02/03/2018 08h25

A questão do auxílio-moradia será discutido pelo STF (Supremo Tribunal Federal) em 22 de março

Redação

Os juízes federais decidiram que vão parar os trabalhos no dia 15 de março em protesto pela possibilidade de revisão dos benefícios concedidos à classe, como auxílio-moradia. Segundo a Ajufe (Associação dos Juízes Federais do Brasil), ataques à remuneração dos magistrados são uma maneira de “punir a Justiça Federal” em função da Operação Lava Jato.

Estimativa da ONG Contas Abertas indica que, de setembro de 2014 até dezembro do ano passado, o auxílio-moradia custou à União e aos Estados cerca de R$ 5 bilhões, considerando que os benefícios destinam-se a cerca de 30 mil pessoas (17 mil magistrados e 13 mil membros do Ministério Público, em todos os seus ramos).

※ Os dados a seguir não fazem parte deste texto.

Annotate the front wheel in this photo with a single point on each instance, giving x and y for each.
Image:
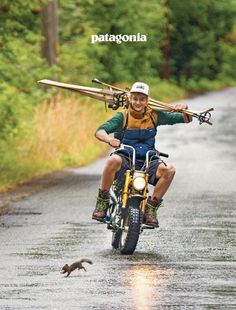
(131, 228)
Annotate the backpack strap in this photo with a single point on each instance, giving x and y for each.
(153, 120)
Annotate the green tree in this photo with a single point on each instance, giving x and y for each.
(198, 28)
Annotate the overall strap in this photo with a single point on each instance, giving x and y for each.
(125, 126)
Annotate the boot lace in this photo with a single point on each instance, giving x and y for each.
(102, 203)
(153, 210)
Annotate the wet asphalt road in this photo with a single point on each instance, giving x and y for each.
(188, 263)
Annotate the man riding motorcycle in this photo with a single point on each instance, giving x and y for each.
(137, 126)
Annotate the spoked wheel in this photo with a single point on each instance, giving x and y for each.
(116, 235)
(131, 228)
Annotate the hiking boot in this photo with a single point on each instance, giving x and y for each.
(150, 212)
(102, 205)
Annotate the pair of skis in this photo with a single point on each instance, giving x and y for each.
(116, 97)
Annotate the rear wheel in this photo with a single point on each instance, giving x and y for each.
(131, 228)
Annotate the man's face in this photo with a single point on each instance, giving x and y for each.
(138, 101)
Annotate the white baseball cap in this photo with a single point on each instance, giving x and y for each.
(140, 87)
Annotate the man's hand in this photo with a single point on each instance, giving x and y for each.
(179, 107)
(114, 142)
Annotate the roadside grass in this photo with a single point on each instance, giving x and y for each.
(61, 134)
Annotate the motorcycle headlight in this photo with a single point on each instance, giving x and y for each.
(139, 183)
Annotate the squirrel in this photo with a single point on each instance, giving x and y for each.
(77, 265)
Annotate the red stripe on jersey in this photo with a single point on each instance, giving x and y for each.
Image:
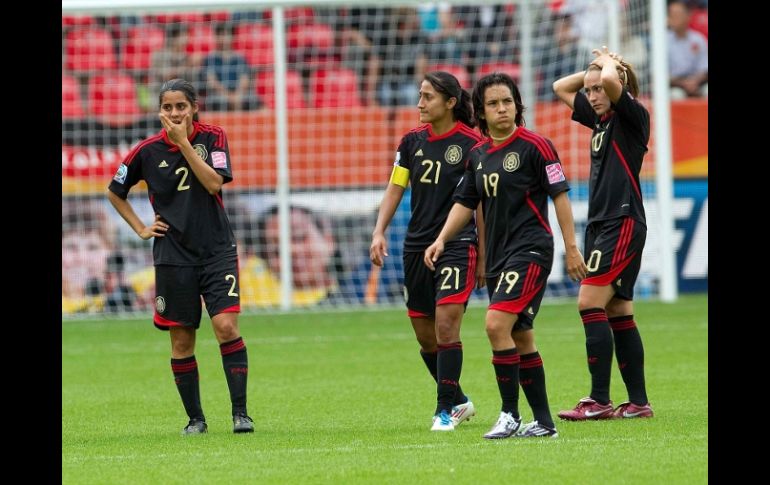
(416, 314)
(231, 309)
(537, 213)
(130, 157)
(606, 278)
(217, 131)
(454, 345)
(418, 129)
(531, 363)
(627, 168)
(183, 368)
(164, 322)
(627, 325)
(518, 305)
(506, 359)
(540, 143)
(470, 281)
(623, 241)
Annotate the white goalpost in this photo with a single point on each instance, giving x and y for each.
(312, 135)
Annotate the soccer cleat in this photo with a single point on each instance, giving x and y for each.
(505, 427)
(442, 422)
(536, 430)
(242, 424)
(631, 410)
(463, 412)
(195, 426)
(586, 409)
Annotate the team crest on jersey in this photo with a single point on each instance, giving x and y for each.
(160, 304)
(511, 162)
(120, 175)
(201, 151)
(453, 154)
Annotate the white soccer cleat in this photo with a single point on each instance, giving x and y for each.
(505, 427)
(442, 422)
(463, 412)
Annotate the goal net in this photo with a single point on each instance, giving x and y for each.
(352, 77)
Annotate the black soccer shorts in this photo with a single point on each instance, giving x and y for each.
(613, 252)
(179, 289)
(452, 282)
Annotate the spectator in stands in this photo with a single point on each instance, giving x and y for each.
(88, 239)
(228, 76)
(314, 258)
(403, 61)
(357, 52)
(491, 34)
(687, 54)
(173, 61)
(447, 45)
(559, 56)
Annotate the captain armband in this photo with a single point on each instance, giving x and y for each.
(399, 176)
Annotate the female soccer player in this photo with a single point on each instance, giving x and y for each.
(616, 230)
(185, 166)
(431, 157)
(512, 173)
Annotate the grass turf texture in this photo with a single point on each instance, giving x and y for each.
(345, 397)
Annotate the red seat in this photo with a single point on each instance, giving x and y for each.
(76, 21)
(89, 49)
(200, 40)
(504, 67)
(699, 21)
(265, 89)
(255, 43)
(334, 88)
(71, 104)
(310, 44)
(112, 96)
(141, 42)
(457, 71)
(176, 18)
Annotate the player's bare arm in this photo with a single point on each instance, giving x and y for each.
(457, 219)
(576, 266)
(126, 211)
(390, 200)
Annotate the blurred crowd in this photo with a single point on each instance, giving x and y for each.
(352, 56)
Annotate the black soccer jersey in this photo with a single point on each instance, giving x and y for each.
(199, 230)
(435, 166)
(513, 181)
(618, 144)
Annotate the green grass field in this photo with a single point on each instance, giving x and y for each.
(345, 398)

A paralisação foi decidida após consulta aos membros da Ajufe. “A indignação contra o tratamento dispensado à Justiça Federal se materializou”, disse a instituição por meio de nota assinada pelo presidente Roberto Veloso.

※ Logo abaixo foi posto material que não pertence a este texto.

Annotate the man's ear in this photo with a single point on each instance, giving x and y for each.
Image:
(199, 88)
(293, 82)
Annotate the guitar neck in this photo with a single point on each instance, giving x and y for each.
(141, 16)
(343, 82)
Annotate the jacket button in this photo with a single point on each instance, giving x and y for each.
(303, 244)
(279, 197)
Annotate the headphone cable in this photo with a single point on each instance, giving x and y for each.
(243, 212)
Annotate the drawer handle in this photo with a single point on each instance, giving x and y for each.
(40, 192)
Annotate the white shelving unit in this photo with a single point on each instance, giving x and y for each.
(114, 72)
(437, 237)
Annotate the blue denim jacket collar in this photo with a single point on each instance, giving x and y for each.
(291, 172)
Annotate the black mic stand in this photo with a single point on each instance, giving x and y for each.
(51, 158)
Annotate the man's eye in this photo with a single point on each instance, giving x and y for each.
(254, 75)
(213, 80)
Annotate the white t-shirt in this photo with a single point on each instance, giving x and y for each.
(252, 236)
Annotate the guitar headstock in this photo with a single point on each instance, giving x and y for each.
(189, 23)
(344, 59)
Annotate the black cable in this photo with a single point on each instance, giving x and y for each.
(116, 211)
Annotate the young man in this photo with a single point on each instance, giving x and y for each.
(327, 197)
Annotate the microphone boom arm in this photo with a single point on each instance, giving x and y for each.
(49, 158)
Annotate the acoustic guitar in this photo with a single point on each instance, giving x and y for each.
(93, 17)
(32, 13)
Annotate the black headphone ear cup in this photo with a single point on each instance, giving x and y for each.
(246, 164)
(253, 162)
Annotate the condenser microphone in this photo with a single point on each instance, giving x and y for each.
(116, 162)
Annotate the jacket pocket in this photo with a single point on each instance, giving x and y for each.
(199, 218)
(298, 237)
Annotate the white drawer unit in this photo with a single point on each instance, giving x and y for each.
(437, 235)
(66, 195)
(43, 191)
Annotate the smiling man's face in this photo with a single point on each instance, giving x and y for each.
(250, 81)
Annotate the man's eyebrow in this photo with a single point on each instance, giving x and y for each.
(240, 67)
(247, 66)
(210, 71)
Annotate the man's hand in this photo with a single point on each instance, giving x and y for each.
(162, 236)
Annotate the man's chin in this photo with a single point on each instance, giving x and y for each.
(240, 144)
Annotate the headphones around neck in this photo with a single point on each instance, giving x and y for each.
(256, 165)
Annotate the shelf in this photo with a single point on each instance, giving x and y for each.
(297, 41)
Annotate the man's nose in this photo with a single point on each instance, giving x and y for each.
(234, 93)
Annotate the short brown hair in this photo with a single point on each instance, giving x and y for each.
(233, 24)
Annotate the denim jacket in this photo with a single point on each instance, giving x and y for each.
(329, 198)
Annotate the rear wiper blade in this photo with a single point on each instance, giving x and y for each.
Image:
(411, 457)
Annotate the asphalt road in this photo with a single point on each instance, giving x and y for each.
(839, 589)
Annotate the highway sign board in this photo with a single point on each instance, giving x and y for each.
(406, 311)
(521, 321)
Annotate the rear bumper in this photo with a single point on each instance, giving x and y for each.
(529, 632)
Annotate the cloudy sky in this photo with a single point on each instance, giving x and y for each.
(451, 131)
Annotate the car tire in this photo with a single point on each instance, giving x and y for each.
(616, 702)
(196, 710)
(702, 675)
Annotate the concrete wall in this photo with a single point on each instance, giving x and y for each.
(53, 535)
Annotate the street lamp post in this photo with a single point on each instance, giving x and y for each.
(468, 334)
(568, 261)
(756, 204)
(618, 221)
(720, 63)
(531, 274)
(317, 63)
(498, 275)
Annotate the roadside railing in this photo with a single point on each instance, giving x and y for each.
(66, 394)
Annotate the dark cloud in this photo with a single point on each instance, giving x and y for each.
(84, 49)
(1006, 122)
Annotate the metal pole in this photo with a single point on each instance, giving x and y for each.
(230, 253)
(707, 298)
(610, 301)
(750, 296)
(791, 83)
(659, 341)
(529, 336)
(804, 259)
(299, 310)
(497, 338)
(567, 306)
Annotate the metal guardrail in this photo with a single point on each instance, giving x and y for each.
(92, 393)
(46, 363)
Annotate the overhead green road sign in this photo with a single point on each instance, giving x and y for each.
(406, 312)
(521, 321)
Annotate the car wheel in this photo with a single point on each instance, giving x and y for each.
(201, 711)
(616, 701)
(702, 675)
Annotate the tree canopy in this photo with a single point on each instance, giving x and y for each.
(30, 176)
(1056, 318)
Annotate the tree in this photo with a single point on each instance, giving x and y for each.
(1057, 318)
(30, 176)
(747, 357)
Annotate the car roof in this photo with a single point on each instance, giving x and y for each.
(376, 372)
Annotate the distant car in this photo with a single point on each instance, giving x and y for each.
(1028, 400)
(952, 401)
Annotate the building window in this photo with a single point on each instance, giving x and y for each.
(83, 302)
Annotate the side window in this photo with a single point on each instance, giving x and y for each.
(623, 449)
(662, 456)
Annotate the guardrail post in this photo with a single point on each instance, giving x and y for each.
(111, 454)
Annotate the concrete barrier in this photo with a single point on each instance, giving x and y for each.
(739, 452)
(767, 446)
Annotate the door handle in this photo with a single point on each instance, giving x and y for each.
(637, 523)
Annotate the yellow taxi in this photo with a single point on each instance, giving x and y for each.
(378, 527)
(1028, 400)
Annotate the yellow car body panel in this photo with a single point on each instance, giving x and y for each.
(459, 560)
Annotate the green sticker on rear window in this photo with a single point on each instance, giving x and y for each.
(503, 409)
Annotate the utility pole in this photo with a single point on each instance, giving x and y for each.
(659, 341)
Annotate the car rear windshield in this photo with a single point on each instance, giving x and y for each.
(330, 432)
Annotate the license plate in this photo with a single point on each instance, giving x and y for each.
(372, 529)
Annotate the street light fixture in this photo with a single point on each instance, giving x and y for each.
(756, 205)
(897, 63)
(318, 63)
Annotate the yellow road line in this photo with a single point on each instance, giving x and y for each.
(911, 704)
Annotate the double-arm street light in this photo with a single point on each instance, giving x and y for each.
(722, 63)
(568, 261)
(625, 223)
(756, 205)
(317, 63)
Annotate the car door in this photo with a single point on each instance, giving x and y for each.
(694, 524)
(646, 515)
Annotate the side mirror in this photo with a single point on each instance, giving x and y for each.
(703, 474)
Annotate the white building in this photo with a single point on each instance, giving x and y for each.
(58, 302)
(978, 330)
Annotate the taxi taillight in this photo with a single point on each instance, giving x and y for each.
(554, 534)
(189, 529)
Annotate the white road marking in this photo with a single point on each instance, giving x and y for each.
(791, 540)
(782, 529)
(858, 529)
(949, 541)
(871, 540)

Veloso pontua que o auxílio-moradia também é pago “em dinheiro ou através de concessão de moradia funcional a membros dos três Poderes da República, agentes políticos, oficiais das Forças Armadas, oficiais das Polícias Militares,servidores públicos, dentre tantas outras carreiras da União, dos Estados e dos Municípios. Tudo dentro da mais estrita normalidade e sem nenhuma reclamação”

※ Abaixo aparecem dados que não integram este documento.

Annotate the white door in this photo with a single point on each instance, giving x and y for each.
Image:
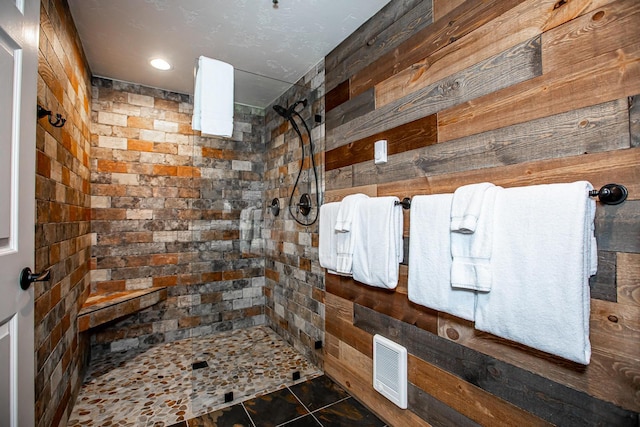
(19, 31)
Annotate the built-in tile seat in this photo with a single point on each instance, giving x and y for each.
(104, 307)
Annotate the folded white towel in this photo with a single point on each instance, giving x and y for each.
(430, 258)
(213, 98)
(466, 206)
(471, 252)
(378, 249)
(327, 245)
(345, 239)
(541, 264)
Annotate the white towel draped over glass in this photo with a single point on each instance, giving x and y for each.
(213, 98)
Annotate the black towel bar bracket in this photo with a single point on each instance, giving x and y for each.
(405, 203)
(610, 194)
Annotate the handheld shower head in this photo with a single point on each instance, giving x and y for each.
(287, 112)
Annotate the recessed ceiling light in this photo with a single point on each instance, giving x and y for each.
(160, 64)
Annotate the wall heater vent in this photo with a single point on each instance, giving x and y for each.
(390, 370)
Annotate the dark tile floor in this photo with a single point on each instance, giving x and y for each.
(317, 402)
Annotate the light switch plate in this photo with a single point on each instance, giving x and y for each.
(380, 153)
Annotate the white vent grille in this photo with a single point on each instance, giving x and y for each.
(390, 370)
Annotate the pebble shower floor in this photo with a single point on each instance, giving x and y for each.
(167, 384)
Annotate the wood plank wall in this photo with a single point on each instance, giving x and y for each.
(515, 93)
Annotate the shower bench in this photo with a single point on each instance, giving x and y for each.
(104, 307)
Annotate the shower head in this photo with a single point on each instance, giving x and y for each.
(287, 112)
(282, 111)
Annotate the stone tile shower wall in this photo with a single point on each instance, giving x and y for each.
(63, 240)
(294, 280)
(168, 207)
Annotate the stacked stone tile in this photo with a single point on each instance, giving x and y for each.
(294, 278)
(62, 230)
(166, 211)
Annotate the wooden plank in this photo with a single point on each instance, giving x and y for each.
(603, 284)
(336, 96)
(628, 269)
(341, 309)
(443, 7)
(593, 129)
(338, 178)
(549, 400)
(619, 166)
(615, 329)
(466, 18)
(383, 36)
(434, 411)
(486, 409)
(339, 325)
(389, 302)
(612, 75)
(634, 120)
(368, 31)
(516, 25)
(410, 136)
(351, 109)
(338, 195)
(518, 64)
(331, 345)
(618, 227)
(591, 35)
(607, 377)
(357, 380)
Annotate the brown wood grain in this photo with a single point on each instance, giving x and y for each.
(357, 380)
(628, 278)
(397, 21)
(485, 409)
(461, 21)
(599, 128)
(518, 24)
(388, 302)
(615, 329)
(350, 109)
(593, 80)
(443, 7)
(549, 399)
(634, 120)
(336, 96)
(620, 166)
(338, 178)
(338, 195)
(607, 377)
(517, 64)
(416, 134)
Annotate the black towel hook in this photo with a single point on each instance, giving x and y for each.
(59, 121)
(610, 194)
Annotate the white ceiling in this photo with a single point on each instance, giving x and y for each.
(282, 42)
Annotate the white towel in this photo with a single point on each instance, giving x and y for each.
(378, 247)
(345, 238)
(466, 207)
(471, 252)
(213, 98)
(541, 263)
(327, 245)
(430, 258)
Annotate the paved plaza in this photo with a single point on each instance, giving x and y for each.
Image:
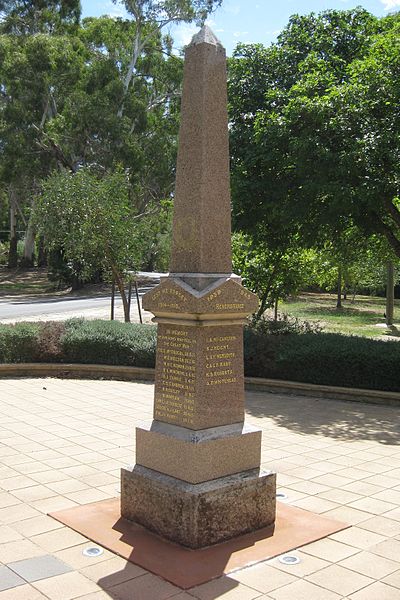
(62, 443)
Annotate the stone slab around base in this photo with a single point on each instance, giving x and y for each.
(209, 453)
(101, 522)
(202, 514)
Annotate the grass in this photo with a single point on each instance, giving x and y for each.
(360, 317)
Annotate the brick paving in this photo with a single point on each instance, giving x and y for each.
(62, 443)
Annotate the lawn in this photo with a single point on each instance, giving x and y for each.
(364, 316)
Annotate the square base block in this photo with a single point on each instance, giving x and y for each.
(208, 453)
(198, 515)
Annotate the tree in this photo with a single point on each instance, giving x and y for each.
(59, 108)
(272, 274)
(314, 148)
(91, 218)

O presidente da Ajufe avalia que o questionamento quanto ao auxílio a magistrados é seletivo. “Somente a magistratura é alvo de ataques injustos e levianos, mesmo percebendo o benefício com base na lei e em uma decisão judicial legítima e extensamente fundamentada”, disse. “Os juízes federais não irão aceitar um tratamento discriminatório”.